D for Speech and Signal Processing

Fri Nov 29 08:58:45 PST 2013

On Thursday, 28 November 2013 at 10:30:36 UTC, Chris wrote:
> There are voice analysis and speech processing toolkits like 
> Covarep and Voicebox (see links below) that were coded in 
> Matlab, because they were originally only prototypes.

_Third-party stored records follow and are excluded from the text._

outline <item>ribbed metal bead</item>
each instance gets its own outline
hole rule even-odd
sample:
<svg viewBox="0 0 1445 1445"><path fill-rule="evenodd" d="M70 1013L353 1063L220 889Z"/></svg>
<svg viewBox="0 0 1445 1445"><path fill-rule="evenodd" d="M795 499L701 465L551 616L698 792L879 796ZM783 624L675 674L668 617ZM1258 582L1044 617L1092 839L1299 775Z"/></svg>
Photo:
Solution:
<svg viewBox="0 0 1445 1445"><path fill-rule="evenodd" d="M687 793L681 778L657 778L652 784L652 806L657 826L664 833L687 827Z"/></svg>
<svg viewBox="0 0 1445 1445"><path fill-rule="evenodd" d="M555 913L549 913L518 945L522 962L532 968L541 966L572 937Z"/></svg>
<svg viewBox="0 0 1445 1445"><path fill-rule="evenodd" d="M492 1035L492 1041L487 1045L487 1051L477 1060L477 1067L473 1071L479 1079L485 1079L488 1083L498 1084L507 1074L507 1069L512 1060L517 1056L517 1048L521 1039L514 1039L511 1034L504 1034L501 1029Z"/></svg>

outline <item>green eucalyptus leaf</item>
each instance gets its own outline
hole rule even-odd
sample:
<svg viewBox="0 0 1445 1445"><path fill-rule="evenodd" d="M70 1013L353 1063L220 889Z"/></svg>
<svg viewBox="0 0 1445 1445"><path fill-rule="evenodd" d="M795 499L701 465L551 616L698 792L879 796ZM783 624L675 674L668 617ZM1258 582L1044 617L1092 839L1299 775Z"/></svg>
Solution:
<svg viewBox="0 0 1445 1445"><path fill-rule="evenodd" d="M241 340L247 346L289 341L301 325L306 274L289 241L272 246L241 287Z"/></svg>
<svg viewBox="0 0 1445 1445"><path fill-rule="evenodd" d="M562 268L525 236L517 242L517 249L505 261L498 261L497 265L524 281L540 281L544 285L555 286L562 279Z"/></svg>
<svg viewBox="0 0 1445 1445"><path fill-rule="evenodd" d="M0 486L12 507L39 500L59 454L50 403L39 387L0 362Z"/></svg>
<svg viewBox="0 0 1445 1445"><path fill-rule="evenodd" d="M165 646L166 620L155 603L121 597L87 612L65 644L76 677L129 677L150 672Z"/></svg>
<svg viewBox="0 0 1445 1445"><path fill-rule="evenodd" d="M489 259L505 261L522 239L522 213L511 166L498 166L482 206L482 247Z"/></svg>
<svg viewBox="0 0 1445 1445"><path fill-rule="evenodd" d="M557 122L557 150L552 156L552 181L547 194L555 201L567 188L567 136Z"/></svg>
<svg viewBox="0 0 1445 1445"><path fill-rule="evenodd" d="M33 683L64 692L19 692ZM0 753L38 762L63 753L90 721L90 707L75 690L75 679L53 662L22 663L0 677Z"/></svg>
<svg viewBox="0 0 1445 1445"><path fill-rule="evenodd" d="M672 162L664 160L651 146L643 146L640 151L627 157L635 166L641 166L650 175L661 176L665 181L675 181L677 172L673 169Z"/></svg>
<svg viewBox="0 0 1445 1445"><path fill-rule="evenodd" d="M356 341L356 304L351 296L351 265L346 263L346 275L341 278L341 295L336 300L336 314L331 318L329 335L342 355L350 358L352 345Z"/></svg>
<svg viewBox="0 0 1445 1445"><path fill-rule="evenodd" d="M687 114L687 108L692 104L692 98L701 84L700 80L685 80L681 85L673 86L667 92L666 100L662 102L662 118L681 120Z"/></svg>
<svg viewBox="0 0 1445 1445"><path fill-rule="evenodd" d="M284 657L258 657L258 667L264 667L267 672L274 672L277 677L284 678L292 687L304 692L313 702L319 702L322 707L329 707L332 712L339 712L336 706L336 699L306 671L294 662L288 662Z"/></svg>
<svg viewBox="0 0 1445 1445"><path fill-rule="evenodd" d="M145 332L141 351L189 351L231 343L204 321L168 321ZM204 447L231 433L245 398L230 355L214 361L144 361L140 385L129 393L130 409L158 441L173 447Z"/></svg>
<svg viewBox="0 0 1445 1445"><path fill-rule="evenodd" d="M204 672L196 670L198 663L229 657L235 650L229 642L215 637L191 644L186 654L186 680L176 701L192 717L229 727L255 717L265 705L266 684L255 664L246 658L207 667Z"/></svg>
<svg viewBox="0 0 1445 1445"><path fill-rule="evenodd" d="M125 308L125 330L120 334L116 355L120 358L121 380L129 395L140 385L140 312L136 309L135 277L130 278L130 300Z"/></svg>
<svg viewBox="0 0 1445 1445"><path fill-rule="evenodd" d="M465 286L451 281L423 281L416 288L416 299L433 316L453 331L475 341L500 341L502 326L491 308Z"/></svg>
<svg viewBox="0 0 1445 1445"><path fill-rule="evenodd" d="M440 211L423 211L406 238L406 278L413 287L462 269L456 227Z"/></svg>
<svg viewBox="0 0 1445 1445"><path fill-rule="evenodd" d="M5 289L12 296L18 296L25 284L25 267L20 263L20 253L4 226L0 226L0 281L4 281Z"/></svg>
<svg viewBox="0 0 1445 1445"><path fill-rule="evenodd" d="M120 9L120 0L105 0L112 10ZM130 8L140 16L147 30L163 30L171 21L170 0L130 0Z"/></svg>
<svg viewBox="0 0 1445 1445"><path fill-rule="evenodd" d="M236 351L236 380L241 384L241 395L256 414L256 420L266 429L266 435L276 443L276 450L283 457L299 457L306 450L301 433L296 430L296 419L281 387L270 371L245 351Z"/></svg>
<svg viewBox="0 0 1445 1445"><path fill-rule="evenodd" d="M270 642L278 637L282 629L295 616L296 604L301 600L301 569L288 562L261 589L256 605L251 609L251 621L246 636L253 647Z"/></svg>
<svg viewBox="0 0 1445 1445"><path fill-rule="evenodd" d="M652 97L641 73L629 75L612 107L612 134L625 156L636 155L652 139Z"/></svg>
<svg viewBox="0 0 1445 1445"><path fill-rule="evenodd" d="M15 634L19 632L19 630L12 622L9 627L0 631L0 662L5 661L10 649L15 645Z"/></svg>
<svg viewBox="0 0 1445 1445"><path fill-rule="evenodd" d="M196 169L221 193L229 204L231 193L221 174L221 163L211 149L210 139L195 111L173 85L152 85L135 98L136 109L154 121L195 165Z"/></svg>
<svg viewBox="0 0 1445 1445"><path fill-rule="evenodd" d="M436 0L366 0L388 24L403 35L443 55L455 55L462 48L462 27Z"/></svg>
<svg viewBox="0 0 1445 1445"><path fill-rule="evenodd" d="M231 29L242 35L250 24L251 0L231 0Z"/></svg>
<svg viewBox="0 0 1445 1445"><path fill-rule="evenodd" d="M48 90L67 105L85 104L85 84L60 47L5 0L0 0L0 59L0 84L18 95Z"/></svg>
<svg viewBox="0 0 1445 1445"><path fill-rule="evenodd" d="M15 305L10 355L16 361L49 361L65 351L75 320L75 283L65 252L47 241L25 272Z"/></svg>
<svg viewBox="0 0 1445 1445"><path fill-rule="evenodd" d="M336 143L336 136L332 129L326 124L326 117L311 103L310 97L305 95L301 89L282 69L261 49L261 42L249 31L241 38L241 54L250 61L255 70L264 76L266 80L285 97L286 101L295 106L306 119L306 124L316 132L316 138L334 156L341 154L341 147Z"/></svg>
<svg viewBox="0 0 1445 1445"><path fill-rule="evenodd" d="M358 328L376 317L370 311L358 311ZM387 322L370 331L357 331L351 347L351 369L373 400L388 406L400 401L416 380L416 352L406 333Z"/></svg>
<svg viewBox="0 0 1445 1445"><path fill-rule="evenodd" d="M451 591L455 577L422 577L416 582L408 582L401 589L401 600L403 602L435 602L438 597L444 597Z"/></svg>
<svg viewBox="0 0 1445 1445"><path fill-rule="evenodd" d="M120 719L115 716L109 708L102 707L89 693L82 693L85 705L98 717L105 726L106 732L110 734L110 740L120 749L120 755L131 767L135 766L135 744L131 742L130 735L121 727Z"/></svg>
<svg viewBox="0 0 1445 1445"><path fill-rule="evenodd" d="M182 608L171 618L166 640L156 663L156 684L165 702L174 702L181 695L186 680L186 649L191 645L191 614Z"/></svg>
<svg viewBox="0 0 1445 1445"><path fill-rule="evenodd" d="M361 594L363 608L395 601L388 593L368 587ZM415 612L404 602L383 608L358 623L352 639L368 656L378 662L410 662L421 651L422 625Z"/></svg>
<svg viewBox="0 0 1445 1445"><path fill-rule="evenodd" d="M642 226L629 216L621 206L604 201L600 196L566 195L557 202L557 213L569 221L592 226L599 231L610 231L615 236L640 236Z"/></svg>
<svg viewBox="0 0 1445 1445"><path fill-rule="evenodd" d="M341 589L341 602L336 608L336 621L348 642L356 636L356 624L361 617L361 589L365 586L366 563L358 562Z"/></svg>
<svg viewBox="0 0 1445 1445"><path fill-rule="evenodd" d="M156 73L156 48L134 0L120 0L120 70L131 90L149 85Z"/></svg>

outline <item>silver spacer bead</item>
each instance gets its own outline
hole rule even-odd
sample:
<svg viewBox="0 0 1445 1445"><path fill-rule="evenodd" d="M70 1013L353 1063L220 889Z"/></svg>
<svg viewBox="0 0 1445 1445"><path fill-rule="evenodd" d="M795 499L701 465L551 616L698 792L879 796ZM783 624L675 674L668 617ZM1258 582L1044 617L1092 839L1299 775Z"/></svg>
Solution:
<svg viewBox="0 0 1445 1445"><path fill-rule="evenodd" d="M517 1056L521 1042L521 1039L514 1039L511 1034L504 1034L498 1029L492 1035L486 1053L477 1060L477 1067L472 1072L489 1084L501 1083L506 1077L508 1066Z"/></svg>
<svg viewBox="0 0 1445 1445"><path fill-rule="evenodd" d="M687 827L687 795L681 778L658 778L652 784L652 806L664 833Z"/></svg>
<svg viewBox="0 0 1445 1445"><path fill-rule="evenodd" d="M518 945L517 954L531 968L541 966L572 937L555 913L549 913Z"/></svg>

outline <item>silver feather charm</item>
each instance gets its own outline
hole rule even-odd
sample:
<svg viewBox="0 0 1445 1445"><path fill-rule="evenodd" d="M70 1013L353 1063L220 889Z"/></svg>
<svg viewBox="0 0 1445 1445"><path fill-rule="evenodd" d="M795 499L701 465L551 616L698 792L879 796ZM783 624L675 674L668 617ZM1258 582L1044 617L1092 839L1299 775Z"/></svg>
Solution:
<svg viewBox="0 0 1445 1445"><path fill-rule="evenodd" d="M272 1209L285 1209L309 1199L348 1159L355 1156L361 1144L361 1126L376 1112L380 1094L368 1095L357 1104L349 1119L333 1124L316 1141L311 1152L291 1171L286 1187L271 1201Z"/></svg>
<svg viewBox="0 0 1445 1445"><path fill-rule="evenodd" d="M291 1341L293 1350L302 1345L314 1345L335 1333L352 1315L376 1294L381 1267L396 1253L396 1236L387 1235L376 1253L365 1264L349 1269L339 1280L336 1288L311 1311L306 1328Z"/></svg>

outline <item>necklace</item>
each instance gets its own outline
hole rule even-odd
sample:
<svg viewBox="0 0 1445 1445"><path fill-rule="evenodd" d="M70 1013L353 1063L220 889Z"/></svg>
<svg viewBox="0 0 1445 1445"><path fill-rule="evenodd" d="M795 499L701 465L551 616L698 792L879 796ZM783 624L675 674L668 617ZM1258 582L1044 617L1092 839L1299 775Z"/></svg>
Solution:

There has 
> been talk of porting them to C++. My first thought, as you 
> might imagine, was why not use D? However, I don't know if 
> there are any performance issues, especially for real time 
> systems (in speech recognition), talking about GC, or in fact 
> any other issues (number grinding etc.).
>
> A lot of the analysis tools are based on some sort of HMM 
> (http://en.wikipedia.org/wiki/Hidden_Markov_model) and I think 
> D could handle that elegantly.
>
> https://github.com/covarep/covarep
> http://www.ee.ic.ac.uk/hp/staff/dmb/voicebox/voicebox.html

Hi, I have a little experience in dsp programming using oop 
languages, so I'll try to give you my mind, but my mind is more 
related to entertainment dsp softwares (asio, vst, etc...).

> talking about GC
In "pseudo" real time (RT) audio (one or many buffer are 
overlapped) you are a in a loop (interesting example is 
bufferswitch in asio). It's time critical and performance 
critical, so you'll never create a class neither allocate a 
buffer here...The idea is: what does trigger the GC: memory 
allocation and dynamic class instance creation. It's like in GUI 
programming: you don't destroy and recreate many objects in the 
"resize/realign" message handler...So the GC problem is solved: 
there is no GC problem because in RT dsp you won't do something 
stupid that'll trig a GC pass.

In speech recognition you'll mostly use some frequency-domain 
technics (not to name the fft), so basically if you don't want to 
trigger a GC pass, don't use build-in array and make your own 
array using alloc/malloc/free. For the classes it's the same, you 
can still make your own class allocator/deallocator, like 
specified in the manual (even if they say it's deprecated). With 
user managed classes and array you'll avoid most of the GC 
passes...But it doesn't mean that the most important stuff is: 
not to allocate in the audio buffer loop.